AKP, 2002’den bu yana üç dönemdir seçim kazanarak oylarını yüzde 50’ye taşırken, CHP yüzde 20’lerde seyrediyor.
Baykal gidene dek bu başarısızlıkta fatura “kurultay kazanan ancak partiyi iktidara getiremeyen” eski Politbüro’ya çıkarılıyordu. Kemal Bey, Politbüro’yu yıktı.
Partiden Baykal-Sav gölgesi kalktı.
Kemal Bey, 2011 seçimleri öncesi ve sonrası yapılan kurultaylardan güçlenerek çıktı.CHP’de artık bir “genel başkanlık mücadelesi” yok.
Kılıçdaroğlu, örgüte ve delegelere hakim, kurultaya tek aday olarak giriyor.
Sorumluluğu da o ölçüde artıyor.
Kadro ve program tercihleri Kemal Bey’in liderliğindeki Parti Meclisi ve Genel Merkez yönetimince yapılacak.
Parti Meclisi 60 üyeye düşürülüyor.
Yönetimin 20’si kadın, 6’sı gençlik, 8’i bilim kotasından seçilecek.
Adaylar çarşaf listeye yazılacak.
Kılıçdaroğlu’nun “anahtar” listesi tayin edici olacak.
Değişim, yenilenme, adı ne olursa olsun CHP bu kurultayın politikaları ışığında seçimlere hazırlanacak.

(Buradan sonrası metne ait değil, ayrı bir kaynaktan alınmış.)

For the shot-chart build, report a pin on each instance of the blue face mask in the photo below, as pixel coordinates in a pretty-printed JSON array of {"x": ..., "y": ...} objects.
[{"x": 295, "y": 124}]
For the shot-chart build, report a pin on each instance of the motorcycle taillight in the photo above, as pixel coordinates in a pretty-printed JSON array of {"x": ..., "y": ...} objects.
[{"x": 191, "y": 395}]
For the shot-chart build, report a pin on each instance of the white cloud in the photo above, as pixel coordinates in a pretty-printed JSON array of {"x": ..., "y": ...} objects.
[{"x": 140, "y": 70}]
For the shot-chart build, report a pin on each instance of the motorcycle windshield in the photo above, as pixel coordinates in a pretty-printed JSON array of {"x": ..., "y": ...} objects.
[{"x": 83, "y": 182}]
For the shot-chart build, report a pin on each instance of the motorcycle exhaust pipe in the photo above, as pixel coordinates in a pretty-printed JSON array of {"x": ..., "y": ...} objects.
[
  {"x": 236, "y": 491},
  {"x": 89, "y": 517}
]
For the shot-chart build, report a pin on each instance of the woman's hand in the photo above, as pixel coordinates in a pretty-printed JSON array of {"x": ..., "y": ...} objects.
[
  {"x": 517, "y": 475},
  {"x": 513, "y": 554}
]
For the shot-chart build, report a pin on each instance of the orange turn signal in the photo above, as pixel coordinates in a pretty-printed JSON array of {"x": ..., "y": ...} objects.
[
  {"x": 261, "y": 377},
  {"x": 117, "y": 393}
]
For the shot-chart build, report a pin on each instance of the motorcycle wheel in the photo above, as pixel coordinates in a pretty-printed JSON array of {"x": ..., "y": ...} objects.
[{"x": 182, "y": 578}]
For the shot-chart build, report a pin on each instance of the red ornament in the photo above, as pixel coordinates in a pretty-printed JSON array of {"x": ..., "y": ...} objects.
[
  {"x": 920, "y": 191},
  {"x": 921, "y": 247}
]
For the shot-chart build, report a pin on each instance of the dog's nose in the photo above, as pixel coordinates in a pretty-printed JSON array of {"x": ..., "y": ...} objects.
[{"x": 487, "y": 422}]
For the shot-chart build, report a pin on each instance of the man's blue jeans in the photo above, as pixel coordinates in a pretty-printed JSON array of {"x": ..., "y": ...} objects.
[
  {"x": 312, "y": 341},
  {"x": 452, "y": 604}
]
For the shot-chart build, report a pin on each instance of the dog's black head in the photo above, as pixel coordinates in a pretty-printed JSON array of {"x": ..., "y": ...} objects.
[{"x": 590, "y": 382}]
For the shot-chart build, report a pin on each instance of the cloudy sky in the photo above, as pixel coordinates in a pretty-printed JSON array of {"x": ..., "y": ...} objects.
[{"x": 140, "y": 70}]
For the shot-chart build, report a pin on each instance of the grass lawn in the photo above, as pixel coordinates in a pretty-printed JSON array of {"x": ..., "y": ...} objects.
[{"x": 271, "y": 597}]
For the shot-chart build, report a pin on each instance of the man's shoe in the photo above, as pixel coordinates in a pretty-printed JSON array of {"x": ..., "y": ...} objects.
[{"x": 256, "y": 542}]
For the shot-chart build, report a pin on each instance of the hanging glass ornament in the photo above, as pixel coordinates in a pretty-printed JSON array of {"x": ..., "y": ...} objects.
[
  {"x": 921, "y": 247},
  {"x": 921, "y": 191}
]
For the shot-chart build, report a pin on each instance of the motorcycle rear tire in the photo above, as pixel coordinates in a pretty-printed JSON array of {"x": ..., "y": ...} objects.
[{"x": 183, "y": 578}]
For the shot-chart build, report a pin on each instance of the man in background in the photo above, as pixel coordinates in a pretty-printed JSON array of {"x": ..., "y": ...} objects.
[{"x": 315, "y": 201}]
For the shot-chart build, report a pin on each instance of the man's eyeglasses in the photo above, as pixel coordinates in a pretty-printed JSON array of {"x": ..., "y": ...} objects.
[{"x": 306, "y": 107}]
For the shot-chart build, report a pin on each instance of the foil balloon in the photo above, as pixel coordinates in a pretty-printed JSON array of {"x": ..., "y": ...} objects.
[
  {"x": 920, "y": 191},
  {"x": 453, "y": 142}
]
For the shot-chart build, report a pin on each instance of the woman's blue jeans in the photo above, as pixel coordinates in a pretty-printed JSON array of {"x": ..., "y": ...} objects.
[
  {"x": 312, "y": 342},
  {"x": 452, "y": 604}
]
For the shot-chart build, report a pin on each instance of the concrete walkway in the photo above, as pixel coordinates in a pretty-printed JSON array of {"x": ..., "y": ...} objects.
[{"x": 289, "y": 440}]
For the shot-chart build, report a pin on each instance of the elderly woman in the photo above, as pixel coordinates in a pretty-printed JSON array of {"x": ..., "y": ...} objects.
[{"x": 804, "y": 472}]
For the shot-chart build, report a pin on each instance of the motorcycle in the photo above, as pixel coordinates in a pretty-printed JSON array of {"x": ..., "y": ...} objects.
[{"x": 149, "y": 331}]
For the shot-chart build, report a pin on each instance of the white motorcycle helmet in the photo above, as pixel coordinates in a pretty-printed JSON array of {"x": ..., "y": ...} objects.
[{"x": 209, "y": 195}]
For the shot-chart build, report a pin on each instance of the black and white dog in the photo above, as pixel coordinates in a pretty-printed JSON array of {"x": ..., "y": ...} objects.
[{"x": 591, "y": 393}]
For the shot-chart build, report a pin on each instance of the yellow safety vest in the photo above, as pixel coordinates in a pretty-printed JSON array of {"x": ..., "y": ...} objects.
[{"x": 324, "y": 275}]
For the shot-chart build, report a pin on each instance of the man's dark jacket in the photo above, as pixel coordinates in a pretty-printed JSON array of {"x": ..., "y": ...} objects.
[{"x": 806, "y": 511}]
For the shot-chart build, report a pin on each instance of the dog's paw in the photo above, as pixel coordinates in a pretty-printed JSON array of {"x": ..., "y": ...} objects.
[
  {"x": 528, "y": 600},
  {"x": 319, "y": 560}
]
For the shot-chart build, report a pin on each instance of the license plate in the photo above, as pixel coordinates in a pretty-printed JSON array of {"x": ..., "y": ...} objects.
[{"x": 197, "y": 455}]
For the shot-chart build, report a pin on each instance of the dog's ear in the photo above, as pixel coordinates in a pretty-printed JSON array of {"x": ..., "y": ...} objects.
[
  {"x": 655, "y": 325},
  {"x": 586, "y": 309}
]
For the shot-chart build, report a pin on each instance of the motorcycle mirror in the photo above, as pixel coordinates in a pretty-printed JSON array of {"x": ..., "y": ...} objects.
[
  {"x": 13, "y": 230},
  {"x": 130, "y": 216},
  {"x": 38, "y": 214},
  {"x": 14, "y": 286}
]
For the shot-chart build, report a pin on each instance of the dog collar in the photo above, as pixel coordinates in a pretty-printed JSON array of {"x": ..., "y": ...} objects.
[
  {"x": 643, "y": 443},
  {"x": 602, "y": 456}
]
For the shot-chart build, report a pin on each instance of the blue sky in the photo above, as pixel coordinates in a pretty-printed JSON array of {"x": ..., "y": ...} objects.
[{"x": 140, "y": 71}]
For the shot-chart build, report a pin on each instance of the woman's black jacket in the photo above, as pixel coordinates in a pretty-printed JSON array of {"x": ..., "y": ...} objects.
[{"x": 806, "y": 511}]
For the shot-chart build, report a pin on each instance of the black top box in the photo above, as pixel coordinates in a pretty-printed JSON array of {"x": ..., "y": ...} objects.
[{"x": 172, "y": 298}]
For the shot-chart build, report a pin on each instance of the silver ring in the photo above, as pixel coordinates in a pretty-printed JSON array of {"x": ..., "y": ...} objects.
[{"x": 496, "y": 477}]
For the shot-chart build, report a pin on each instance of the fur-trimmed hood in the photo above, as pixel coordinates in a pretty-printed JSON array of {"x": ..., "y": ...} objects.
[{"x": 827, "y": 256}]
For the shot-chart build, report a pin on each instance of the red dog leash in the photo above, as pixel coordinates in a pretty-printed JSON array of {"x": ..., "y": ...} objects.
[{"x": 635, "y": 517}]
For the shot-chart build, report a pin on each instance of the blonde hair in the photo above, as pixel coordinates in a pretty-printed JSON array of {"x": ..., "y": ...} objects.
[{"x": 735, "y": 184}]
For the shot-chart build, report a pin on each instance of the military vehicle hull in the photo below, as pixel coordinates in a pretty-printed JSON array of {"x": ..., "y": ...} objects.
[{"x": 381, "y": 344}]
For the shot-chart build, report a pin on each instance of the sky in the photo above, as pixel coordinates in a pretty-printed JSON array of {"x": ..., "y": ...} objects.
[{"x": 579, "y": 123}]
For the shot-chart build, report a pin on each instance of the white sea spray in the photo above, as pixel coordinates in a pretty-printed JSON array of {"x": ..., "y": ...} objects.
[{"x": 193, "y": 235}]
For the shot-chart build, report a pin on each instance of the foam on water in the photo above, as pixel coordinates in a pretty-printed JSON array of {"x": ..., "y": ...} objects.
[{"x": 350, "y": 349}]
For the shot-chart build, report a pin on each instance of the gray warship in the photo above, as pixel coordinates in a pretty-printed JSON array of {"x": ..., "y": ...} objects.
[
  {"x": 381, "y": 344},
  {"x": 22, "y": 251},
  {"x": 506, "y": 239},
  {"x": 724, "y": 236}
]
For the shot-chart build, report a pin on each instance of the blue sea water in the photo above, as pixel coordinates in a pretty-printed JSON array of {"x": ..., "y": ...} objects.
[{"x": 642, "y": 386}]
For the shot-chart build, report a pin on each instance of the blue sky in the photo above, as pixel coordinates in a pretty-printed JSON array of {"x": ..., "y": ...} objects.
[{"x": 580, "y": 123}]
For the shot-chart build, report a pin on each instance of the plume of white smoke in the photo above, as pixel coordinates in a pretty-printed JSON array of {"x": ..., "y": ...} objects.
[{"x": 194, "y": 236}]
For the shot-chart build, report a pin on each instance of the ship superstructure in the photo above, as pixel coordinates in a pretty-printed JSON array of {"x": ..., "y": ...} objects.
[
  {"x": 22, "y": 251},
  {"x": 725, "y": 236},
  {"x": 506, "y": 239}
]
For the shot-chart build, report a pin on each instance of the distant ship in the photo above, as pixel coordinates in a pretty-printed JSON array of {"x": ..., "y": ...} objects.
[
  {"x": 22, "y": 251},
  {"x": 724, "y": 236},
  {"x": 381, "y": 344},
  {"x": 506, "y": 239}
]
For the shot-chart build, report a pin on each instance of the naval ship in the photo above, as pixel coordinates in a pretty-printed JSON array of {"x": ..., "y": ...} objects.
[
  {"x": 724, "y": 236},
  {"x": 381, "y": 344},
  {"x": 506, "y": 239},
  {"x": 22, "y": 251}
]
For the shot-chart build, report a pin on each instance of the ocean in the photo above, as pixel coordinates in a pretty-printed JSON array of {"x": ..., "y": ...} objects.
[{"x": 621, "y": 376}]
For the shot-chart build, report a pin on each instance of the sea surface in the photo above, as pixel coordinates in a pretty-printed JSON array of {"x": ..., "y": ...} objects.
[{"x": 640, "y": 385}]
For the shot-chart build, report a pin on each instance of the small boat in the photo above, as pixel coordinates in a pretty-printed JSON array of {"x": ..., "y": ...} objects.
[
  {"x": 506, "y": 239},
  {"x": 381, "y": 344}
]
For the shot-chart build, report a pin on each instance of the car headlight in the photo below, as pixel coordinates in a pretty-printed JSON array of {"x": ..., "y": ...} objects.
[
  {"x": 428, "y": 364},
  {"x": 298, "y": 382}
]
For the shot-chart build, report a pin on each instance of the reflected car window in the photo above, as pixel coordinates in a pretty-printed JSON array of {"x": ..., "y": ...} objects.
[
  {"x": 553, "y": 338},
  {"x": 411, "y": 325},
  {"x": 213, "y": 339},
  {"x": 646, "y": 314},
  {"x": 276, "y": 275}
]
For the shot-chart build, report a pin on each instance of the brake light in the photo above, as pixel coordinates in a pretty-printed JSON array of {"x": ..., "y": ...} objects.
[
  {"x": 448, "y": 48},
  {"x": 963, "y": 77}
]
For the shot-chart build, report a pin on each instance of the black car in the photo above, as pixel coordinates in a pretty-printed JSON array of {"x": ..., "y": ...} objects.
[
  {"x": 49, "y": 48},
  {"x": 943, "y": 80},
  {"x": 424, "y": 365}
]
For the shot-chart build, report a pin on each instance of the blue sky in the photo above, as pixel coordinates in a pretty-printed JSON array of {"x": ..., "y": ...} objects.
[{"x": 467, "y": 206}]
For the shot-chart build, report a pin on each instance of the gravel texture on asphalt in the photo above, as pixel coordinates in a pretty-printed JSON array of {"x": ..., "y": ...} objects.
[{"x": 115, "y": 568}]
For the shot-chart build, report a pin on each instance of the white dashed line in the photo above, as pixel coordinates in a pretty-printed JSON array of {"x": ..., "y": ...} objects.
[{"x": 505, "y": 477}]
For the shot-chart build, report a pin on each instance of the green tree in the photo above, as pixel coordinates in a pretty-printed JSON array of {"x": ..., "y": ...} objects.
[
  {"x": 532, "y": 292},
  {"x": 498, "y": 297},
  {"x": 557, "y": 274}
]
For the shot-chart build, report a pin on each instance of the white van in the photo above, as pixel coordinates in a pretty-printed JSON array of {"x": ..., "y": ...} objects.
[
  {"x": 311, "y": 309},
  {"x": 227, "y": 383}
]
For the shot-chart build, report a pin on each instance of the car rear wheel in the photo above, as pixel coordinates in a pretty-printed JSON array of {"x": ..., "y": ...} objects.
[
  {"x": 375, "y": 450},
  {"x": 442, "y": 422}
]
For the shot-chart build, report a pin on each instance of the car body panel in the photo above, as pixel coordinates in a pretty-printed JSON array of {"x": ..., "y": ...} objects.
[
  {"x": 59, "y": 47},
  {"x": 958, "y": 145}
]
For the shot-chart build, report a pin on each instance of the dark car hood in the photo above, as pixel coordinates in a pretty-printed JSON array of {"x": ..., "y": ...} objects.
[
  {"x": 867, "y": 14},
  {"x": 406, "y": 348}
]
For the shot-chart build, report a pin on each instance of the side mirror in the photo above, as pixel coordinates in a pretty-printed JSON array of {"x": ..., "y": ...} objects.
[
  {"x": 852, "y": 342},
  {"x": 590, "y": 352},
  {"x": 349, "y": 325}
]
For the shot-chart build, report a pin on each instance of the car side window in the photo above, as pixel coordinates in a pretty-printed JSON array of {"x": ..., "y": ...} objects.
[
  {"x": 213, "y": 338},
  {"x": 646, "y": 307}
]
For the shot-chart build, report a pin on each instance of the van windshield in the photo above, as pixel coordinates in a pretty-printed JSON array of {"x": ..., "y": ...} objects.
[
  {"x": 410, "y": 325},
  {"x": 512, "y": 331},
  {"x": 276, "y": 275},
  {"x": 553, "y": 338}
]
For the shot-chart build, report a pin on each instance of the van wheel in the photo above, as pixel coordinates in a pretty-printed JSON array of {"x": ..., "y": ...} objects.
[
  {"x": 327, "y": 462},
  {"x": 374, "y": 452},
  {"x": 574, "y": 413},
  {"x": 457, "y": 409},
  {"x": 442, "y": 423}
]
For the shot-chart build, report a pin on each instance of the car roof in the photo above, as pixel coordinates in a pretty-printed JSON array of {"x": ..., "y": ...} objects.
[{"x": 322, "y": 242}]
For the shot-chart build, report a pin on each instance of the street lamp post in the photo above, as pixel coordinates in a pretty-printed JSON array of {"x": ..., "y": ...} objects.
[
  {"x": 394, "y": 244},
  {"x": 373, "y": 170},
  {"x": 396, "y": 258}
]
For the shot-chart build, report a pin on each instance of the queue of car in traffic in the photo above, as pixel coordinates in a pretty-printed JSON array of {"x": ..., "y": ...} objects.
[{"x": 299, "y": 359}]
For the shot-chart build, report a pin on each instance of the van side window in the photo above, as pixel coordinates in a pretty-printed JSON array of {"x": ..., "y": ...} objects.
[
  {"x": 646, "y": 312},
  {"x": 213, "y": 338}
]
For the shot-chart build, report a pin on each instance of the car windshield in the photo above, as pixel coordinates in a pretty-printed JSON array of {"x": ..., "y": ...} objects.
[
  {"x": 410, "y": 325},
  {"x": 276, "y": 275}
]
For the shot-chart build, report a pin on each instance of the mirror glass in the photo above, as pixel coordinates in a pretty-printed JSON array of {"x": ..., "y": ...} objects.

Bir “yol haritası” ortaya çıkacak.
Sencer Ayata’nın yön verdiği Bilim Kurulu, 12 Eylül darbesinden sonra “soldan sağa” savrulan CHP’deki “ideoloji” arayışlarına güncel bir yorum getiriyor:
“Geleneksel sosyal demokratlar, sosyal liberalizme inananlar, sosyalist gelenekten beslenenler, Cumhuriyetçi ve Atatürkçü mirasımızı vurgulayanlar, özetle farklı sol ve demokrat refleksleri içeren CHP’nin tüm renkleri parti programı içinde yer alacaktır. Partinin barındırdığı ideolojik farklılıklar CHP’nin zenginliğidir. Programımız, CHP’nin zengin ideolojik birikimini sol, demokrat ve cumhuriyetçi bir fikir zemininde buluşturacak ve kaynaştıracaktır.”
Tabandaki bu renkler, CHP’yi iktidara taşımaya yeter mi?
Kemal Kılıçdaroğlu, “Çankaya’ya niye bir kadın çıkmasın?” diye soruyor.
AKP lideri Tayyip Erdoğan karşısında yüzde 50’yi aşacak CHP’li bir kadın aday varsa, parti o ismi tereddütsüz genel başkan seçmez mi? İktidara yönelik onca tepkiye karşın muhalefetin oyları neden artmıyor?!
CHP’nin Cumhurbaşkanlığı seçimindeki şansı yerel seçimlerden başarılı çıkmasına bağlı.İzmir ve Antalya kaybedilirse Kemal Bey CHP’yi seçimlere götüremez.
Kurultay, Kılıçdaroğlu’na açılan son kredi olacak.